Introduction to avg_word_len
avg_word_len.Rmd
Background
During Natural Language Processing (NLP), data scientists may want:
- extract additional characteristics from text data
- engineer their own features using these additional characteristics
- train their models with their engineered features for better model results
The avg_word_len
function from the textfeatureinfor
package is one of four functions that aids in this text data extraction process. Specifically, avg_word_len
makes it easy to extract the average length of words inside of a piece of text.
This document provides detailed instructions on how to apply the avg_word_len
function on text data for quick access to a new feature that can be added into various machine learning models.
You can start by loading the textfeatureinfor
package:
library(textfeatureinfor)
Quick example with one piece of text
To understand the basics of the avg_word_len
function, we can take a look at its interaction with a simple text object.

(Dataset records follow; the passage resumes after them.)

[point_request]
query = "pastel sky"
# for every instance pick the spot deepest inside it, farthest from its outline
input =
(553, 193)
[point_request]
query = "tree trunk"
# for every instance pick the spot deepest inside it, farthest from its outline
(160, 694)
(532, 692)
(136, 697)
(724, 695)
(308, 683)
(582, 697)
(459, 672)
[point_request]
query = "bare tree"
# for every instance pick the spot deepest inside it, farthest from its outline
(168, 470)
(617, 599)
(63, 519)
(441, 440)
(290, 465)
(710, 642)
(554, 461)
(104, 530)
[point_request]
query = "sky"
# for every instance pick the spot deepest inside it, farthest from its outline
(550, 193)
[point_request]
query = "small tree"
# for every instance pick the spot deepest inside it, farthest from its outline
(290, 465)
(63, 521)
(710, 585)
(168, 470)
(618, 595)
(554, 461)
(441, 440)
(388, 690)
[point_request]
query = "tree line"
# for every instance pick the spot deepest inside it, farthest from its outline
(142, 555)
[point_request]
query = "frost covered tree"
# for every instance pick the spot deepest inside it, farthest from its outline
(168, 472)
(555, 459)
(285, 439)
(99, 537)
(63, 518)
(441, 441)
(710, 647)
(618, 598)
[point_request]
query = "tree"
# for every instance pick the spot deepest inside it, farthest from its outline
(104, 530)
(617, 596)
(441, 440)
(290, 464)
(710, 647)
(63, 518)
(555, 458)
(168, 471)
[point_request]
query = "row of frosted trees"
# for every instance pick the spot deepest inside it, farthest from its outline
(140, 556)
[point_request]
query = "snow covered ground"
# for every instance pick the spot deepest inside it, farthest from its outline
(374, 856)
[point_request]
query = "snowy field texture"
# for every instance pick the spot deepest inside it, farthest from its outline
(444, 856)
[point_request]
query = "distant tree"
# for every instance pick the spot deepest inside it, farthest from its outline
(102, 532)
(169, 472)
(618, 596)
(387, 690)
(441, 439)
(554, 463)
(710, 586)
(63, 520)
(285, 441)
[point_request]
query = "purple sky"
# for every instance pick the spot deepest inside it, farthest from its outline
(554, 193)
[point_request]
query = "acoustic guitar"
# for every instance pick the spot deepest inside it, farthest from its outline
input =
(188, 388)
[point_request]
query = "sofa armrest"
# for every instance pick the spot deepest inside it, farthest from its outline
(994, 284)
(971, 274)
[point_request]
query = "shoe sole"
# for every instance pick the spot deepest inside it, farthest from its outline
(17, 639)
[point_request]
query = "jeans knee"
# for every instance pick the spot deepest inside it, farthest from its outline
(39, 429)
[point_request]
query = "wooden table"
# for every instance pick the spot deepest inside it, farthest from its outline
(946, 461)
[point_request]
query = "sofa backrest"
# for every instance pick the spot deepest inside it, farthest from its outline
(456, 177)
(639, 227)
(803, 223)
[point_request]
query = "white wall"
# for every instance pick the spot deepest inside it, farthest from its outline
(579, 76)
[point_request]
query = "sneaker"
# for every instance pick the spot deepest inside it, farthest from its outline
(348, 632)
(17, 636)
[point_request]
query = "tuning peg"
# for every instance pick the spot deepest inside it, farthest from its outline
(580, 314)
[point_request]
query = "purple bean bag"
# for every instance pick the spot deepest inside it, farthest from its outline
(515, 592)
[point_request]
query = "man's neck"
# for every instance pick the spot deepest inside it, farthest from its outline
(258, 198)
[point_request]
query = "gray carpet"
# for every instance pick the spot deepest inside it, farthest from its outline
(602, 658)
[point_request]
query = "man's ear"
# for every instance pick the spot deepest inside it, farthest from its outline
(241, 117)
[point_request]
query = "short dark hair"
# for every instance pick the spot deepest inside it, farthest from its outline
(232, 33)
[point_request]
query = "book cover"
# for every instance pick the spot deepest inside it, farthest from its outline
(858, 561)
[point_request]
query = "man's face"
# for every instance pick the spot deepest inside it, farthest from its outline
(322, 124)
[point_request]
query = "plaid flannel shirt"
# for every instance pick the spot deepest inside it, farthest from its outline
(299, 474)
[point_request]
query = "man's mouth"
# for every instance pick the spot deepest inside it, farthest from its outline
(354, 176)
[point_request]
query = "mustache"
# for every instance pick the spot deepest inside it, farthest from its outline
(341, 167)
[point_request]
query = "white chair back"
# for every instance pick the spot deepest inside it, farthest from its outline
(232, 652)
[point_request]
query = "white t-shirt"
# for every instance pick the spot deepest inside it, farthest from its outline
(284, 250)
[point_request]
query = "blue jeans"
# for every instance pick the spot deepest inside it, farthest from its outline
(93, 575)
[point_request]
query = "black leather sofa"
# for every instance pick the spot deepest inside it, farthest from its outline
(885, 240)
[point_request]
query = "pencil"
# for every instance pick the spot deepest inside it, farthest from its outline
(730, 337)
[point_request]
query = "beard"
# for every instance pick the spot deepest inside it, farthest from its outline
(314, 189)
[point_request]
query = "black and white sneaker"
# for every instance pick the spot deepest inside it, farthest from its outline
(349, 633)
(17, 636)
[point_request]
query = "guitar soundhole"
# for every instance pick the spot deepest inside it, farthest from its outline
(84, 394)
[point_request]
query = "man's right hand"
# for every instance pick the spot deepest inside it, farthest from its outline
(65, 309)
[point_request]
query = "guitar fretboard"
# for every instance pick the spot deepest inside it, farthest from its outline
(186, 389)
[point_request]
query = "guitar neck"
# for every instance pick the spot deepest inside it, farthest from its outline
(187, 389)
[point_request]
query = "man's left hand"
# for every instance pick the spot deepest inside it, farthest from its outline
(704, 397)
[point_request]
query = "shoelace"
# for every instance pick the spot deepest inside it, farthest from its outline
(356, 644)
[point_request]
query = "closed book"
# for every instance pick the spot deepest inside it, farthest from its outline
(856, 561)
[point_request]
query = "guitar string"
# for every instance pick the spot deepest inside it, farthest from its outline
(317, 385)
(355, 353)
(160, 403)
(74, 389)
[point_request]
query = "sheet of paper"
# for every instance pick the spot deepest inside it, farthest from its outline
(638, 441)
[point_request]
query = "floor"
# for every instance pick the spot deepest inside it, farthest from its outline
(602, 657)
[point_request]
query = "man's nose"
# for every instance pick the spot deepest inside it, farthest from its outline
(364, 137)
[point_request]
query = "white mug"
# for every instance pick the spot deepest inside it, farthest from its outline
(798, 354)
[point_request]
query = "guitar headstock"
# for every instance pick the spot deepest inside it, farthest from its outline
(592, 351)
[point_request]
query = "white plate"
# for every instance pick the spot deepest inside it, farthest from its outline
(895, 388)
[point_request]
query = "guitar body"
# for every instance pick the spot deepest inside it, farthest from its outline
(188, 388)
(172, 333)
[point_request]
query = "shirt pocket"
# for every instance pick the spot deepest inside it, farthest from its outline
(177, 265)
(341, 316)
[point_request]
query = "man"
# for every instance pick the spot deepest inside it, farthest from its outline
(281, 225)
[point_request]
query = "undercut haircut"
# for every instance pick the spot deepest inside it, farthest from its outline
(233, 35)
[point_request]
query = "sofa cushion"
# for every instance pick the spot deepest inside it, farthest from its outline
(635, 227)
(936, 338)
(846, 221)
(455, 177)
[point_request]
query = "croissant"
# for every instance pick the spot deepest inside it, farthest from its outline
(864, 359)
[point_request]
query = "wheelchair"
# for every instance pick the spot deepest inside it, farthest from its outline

text <- "Star wars is my favourite movie!"
round(avg_word_len(text), 2) # the output of avg_word_len is rounded to 2 decimals
#> [1] 4.33
From this basic example, we can see that the average length of words in this piece of text is 4.33
. Note that the exclamation point, ‘!’, is not counted as a character towards the average word length calculation. Moreover, the following is a list of punctuation marks that are disregarded during average word length calculations:
punc <- c(',','!','"','#','$','%','&',"'",'(',')','*','+','-','.',
'/',':',';','<','=','>','?','@','[',']','^','_','`',
'{','|','}','~')
Example with a dataframe
Now that we understand how to use this function, let’s apply avg_word_len
to an entire data set. This is more practical aspect of this function considering that feature extraction will need to be done for entire data-frames in order to be useful for machine learning models.
Let’s first create a toy data-set with 5 examples:
toy_data <- data.frame(messages = c(
"Hello World",
"Star wars is my favourite movie",
"Never have I ever",
"What a wonderful world",
"You should watch Spiderman: no way home"
))
toy_data
#> messages
#> 1 Hello World
#> 2 Star wars is my favourite movie
#> 3 Never have I ever
#> 4 What a wonderful world
#> 5 You should watch Spiderman: no way home
Now, we will leverage the avg_word_len
function to extract the average word lengths from the toy data and add it as a new column in the toy data frame
# applies avg_word_len function to each row in the data frame
toy_data["average_word_lengths"] <- apply(toy_data["messages"],
1,
avg_word_len)
toy_data["average_word_lengths"] <- round(toy_data["average_word_lengths"], 2)
toy_data
#> messages average_word_lengths
#> 1 Hello World 5.00
#> 2 Star wars is my favourite movie 4.33
#> 3 Never have I ever 3.50
#> 4 What a wonderful world 4.75
#> 5 You should watch Spiderman: no way home 4.57
Now we have access to the average length of the words for each example message in the toy data frame.